The U.S. District Court for the District of New Mexico granted summary judgment to the officers, and the U.S. Court of Appeals for the Tenth Circuit affirmed, reasoning that “a suspect’s continued flight after being shot by police negates a Fourth Amendment excessive-force claim.”
In a five-to-three opinion, the U.S. Supreme Court vacated the decision of the Tenth Circuit and remanded, holding that “the application of physical force is a seizure if the force, despite hitting its target, fails to stop the person,” and concluding that “the officers seized [the petitioner] for the instant that the bullets struck her.” Chief Justice John G. Roberts, writing for the Court, explained that, in California v.
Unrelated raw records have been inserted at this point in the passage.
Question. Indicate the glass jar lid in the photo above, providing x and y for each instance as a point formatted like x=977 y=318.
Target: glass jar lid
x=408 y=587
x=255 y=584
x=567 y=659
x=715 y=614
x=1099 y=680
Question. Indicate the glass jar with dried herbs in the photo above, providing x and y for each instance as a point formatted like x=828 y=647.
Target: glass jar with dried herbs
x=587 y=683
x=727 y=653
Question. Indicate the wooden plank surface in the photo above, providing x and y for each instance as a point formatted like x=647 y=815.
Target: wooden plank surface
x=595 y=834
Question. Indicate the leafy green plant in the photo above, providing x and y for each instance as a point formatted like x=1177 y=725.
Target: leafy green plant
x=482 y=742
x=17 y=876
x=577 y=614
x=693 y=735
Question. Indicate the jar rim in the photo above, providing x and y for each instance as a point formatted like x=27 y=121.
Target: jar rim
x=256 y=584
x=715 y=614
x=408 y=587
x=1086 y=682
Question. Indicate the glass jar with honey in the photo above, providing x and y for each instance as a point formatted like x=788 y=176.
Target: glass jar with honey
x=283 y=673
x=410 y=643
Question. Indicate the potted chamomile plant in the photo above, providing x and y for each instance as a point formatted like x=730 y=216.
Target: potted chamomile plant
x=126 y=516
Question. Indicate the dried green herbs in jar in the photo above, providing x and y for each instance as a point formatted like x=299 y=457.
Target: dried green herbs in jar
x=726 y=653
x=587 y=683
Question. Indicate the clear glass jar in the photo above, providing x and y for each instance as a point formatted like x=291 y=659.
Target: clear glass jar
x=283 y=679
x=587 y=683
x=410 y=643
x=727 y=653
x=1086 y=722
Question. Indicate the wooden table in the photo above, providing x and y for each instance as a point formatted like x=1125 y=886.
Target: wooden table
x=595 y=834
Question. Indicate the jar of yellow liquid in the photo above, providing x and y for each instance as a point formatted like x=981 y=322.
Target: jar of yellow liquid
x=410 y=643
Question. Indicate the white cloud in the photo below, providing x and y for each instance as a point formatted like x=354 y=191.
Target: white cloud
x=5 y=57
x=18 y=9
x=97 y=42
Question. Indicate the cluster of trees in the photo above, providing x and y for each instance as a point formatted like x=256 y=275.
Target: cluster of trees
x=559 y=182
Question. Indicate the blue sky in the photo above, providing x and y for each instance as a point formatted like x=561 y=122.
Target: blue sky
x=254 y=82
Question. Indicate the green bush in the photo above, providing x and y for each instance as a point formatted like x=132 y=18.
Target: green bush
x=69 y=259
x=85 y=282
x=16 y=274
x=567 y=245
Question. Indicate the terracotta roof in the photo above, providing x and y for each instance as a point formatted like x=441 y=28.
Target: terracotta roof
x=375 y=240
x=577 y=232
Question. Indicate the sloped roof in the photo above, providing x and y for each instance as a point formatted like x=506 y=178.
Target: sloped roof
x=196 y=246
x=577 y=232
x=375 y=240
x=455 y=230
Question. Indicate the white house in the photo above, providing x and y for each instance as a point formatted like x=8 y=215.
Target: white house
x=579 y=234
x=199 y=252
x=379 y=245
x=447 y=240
Hodari D., 499 U.S. 621 (1991), the Court “interpreted the term ‘seizure’ by consulting the common law of arrest, the ‘quintessential ‘seizure of the person’ under our Fourth Amendment jurisprudence,”’ and that “the common law treated ‘the mere grasping or application of physical force with lawful authority’ as an arrest, ‘whether or not it succeeded in subduing the arrestee.’” The Court reasoned that it was appropriate to look to the common law of arrest for understanding what was considered an unreasonable search and seizure when the Fourth Amendment was adopted, because an arrest was a seizure of a person, and historically, under English law and in early American courts, the slightest application of force or touch was sufficient to constitute an arrest. The Court noted that the application of force from a distance, or an arrest made by touching with an object, such as the shooting in this case, did not alter its analysis.
The Court rejected the officers’ proposed rule that seizure required intentional acquisition of control, reasoning that such a test would be “inconsistent with the history of the Fourth Amendment and our cases,” which did not provide a different rule for criminal arrests than the “mere touch” rule for civil arrests at common law. The Court observed that “[t]he tort of false imprisonment, which the dissent rightly acknowledges as the ‘closest analogy’ to an arrest without probable cause’ . . . reinforces the conclusion that the common law considered touching to be a seizure.” Citing Restatement of the Law, Torts §§ 35 and 41, the Court pointed out that, while false imprisonment required “confinement,” such as “taking a person into custody under an asserted legal authority,” confinement “demanded no more than that the defendant ‘had for one moment taken possession of the plaintiff’s person.’” Furthermore, under § 41, Comment h, ‘“the touching alone of the person against whom [legal authority] was asserted would be sufficient to constitute’ confinement by arrest when the authority was valid.” Chief Justice Roberts explained that the Court often relied on civil cases for trespass or false arrest when interpreting the Fourth Amendment, because arrests in civil actions were more common in the founding era, and the Court “[saw] no reason to break with our settled approach in this case.”